I think the situation may have been like this:

Algorithm A has complexity like AO(n) and algorithm B goes like BO(n^2) (just made-up examples). So one would say that A is better. But the constant A happens to be very large, so that, until n becomes very large, B is actually faster, because the constant B is so much smaller. So conventional analysis would say that A is better in general, but its actual poor performance is "hiding" in the huge constant A, and is worse than B in real situations, where n never gets huge enough for A's complexity advantage to become relevant.

mcguire · on May 21, 2014

Jon Bentley (I think) described one situation once, where the problem was swapping two substrings in a string (again, I think). One of the algorithms was the double reversal trick[1] and the other wasn't; both were O(n). He implemented both and ran them on a large string on his (small) machine. One program finished in seconds while the other he terminated after several minutes.

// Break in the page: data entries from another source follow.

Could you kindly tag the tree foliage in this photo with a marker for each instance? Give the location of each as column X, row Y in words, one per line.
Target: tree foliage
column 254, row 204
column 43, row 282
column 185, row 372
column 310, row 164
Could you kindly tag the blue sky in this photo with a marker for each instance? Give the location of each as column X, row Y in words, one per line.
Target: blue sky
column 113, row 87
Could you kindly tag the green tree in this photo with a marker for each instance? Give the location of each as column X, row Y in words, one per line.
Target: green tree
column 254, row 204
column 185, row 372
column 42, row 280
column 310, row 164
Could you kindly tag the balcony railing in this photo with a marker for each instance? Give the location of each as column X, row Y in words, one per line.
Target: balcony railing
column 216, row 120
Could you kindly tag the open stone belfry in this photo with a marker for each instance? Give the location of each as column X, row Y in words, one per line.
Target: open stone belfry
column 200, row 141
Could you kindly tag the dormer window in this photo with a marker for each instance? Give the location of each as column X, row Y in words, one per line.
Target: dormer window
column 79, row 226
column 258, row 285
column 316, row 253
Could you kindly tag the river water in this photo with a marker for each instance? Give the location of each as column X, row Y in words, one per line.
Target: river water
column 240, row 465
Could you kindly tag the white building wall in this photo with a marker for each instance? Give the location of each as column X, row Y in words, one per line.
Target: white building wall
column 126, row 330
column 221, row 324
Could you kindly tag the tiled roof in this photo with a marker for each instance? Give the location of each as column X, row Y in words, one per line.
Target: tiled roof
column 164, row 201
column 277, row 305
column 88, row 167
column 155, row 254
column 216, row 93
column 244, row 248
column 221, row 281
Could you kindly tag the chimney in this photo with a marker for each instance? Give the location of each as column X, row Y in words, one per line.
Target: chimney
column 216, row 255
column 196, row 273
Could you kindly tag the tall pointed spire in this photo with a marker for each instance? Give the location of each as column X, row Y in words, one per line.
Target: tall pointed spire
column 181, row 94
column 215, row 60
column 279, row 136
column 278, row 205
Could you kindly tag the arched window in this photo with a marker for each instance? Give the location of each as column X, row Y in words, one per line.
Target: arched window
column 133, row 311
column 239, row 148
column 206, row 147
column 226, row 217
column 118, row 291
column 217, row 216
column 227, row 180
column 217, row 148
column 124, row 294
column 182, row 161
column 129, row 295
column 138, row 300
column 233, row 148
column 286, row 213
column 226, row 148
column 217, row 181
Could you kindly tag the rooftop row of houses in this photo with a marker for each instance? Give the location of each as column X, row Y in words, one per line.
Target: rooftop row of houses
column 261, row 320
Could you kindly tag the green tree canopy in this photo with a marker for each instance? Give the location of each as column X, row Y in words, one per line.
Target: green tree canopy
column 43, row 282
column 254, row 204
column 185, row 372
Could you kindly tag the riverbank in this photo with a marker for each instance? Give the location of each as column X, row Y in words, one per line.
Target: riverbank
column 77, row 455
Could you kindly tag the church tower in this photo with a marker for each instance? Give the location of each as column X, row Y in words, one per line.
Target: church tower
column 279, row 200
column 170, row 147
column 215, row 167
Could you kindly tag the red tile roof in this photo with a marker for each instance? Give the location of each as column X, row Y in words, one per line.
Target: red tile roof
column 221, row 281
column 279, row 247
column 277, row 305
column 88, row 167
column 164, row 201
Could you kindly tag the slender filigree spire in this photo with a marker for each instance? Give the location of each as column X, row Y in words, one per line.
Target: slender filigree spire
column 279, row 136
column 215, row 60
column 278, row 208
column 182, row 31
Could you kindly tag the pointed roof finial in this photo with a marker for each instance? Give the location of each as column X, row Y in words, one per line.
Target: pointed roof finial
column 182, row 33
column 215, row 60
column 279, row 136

The difference was that the string was large enough to force the machine to swap memory out to disk and the slow version was exactly pessimal regarding the machine's paging algorithm. It would touch a location on a page, forcing it to be brought back into memory, and then wouldn't touch the page again until it had touched all of the other pages of the string. The fast program did a lot of work on one page before going to the next and finished relatively quickly, the slow program thrashed. The same thing can be seen with modern machines' memory caching.

However, this kind of complexity analysis is intended to abstract over machine specific details like cache line sizes and paging algorithms, to let algorithms be compared in the abstract. Usually, if you don't trip over weird edge cases and if the problem is large enough (an assumption that is part of the analysis), an algorithm with a better O notation will kind, sorta, maybe always be faster than one with a worse.

(I think you have a misapprehension: the "large constant factor" is part of the simplification process from the hairy formula that actually describes an algorithms' performance (see Knuth's discussion of a "recurrence relation") to the abstract summary of Big-O: O(f) = n, O(g) = n^2,.... It is not any factor in the program itself. For example, O(f) = n is true if f(x) = x and if f(x) = 2x. But the second one will be slower.)

[1] https://tecnocode.co.uk/2008/11/19/string-swap-algorithms/

Jtsummers · on May 21, 2014

Radix sort, its runtime is O(d * n) where d is the number of digits and n is the number of numbers being sorted. So for practical purposes d could become a constant in a given implementation. Compare that to other efficient algorithms (like merge sort) that are O(n log(n)). The constant could, below a certain input size, be larger than log(n).